Siapa Yang Semestinya Menyamakan Frekuensi?

| |

Ini bukan bicara frekuensi di bidang keteknikan. Apalagi wilayah transformasi frekuensi semisal Fourier Transform. Saya hanya ingin melakukan introspeksi tentang sebuah amanah manusia bernama dakwah. Dengan segala keterbatasan yang ada pada diri saya tentunya, saya hanya ingin bertanya pada diri saya sendiri, kenapa sih secara umum masyarakat masih menganggap bahwa dakwah dan komunitasnya itu aneh, eksklusif, sulit dimengerti. Saya bertanya apakah kita benar-benar telah berdakwah? Ataukah memang kita hanya merasa sudah berdakwah padahal kita belum berbuat apa-apa?
Seingat saya, ada sebuah hadist yang intinya ia berisi anjuran agar dalam berdakwah, kita harus menyampaikannya sesuai dengan keadaan pendengarnya. Kalau boleh saya menyebutnya, menyamakan frekuensi, karna sebuah pesawat penerima radio hanya bisa menangkap dengan jelas jika frekuensinya disetel sama dengan frekuensi pemancar. Saya kira, itulah inti dari sebuah komunikasi yaitu bagaimana agar pesan yang disampaikan bisa diterima secara utuh di pihak penerima.
Kembali ke masalah dakwah. Terkadang saya merasa ada tembok besar, jurang yang lebar yang seolah-olah membatasi ruang dakwah. Apa pasal? Di pihak yang seharusnya menyampaikan dakwah, seringkali ada rasa ketidaknyambungan dengan pihak-pihak yang juga mempunyai hak untuk tersentuh dakwah. Sehingga, dari pihak sebaliknya pun merasa mereka tidak pantas bergabung, ataupun kurang nyaman karena merasa tidak nyambung, bahasanya terlalu "tinggi" dan lain lain dan lain lain.
Sedikit berpikir tentang hal tersebut, sepertinya kebanyakan para pelaku dakwah memang kurang memperhatikan masalah komunikasi, yaitu bagaimana menyampaikan sesuatu sesuai dengan keadaan objek dakwahnya. Sebaliknya, barangkali para pelaku dakwah menuntut agar objek dakwah lah yang menyesuaikan keadaan, mau tidak mau mereka haruslah mengerti apa yang disampaikan meskipun itu bukan "bahasa" yang "dekat" dengan masyarakat/ objek dakwahnya.

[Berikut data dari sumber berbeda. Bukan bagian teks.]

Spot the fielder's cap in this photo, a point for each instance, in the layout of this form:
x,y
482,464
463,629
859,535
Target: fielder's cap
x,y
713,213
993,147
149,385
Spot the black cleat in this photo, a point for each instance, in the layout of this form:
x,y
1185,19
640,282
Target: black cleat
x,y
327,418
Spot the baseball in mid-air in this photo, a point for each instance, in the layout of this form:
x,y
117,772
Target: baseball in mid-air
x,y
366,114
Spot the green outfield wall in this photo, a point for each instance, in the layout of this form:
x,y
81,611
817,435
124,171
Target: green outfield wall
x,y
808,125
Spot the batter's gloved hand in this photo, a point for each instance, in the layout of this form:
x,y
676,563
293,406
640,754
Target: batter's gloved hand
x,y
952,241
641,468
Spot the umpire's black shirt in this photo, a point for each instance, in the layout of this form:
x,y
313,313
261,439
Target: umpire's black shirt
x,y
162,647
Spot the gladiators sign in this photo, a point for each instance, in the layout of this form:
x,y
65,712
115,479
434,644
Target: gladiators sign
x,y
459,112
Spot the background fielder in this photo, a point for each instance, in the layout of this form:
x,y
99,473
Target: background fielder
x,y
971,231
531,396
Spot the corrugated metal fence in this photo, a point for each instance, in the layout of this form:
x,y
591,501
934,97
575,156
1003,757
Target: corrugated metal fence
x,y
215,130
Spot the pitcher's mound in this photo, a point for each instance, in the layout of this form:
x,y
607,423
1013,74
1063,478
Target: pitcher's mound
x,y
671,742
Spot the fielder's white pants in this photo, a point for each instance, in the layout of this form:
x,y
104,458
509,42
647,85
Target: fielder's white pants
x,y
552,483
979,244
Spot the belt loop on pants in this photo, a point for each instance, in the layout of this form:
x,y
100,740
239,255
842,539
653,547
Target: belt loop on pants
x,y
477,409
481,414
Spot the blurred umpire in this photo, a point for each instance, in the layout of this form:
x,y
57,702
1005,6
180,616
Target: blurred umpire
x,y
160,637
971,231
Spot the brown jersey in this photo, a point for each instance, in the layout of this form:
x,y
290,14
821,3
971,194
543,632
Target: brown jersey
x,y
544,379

Saya pun teringat pertanyaan seorang teman, dia bertanya mengapa masyarakat secara umum masih menganggap salafi itu keras dan eksklusif? Saya pun ketika itu menganalogikan dengan buku. Saya tanya, apakah ia suka baca buku dan buku seperti apa yang ia baca? Lalu secara umum orang suka membaca buku yang seperti apa? Yup, tentu secara umum kita lebih menyukai buku yang bahasanya ringan dan mudah dimengerti.
Begitu juga dalam berdakwah, semestinya kita menggunakan perkataan yang mudah dicerna oleh objek dakwah. Misalnya, berbicara di komunitas si mbah si mbah yang tidak pernah menempuh pendidikan bahasa arab maupun kuliah di fakultas agama, masa ya kita mau bicara dengan segudang dalil runtut dengan segudang istilah bahasa-bahasa arab pula. Apakah tidak sebaiknya dalil itu kita sampaikan dengan bahasa yang lebih ringan, bahasa yang dekat dengan mereka, misal kalau di jawa biasanya mereka pake bahasa jawa, ya pakailah bahasa jawa. Karena dakwah pada masyarakat jika hanya ingin dipandang fasih dalam istilah dan bahasa, bisa-bisa malah celaka karena inti/isi ajakan malah tidak bisa dicerna sama sekali.
Masalah bahasa nampaknya sepele bukan. Ya, mungkin saking sepelenya, tak jarang orang melupakannya. Pun ketika pergaulan di kampus di mana seorang yang mungkin karena terbiasa di komunitasnya, ia membawa bahasa komunitas saat bergaul dengan teman-teman kampus yang bisa jadi belum pernah tersentuh dakwah sama sekali. Terlebih dari itu , pada sebagian ikhwan maupun akhwat saya pun melihat sebuah "penyakit", yaitu terkesan menarik diri secara tidak wajar sehingga cap eksklusif dan pemutusan silaturahmu pun secara tidak langsung akan diberikan oleh masyarakat kampus pada umumnya.
Wallahu a'lam. Semoga kita semua bisa lebih bijaksana dalam berdakwah.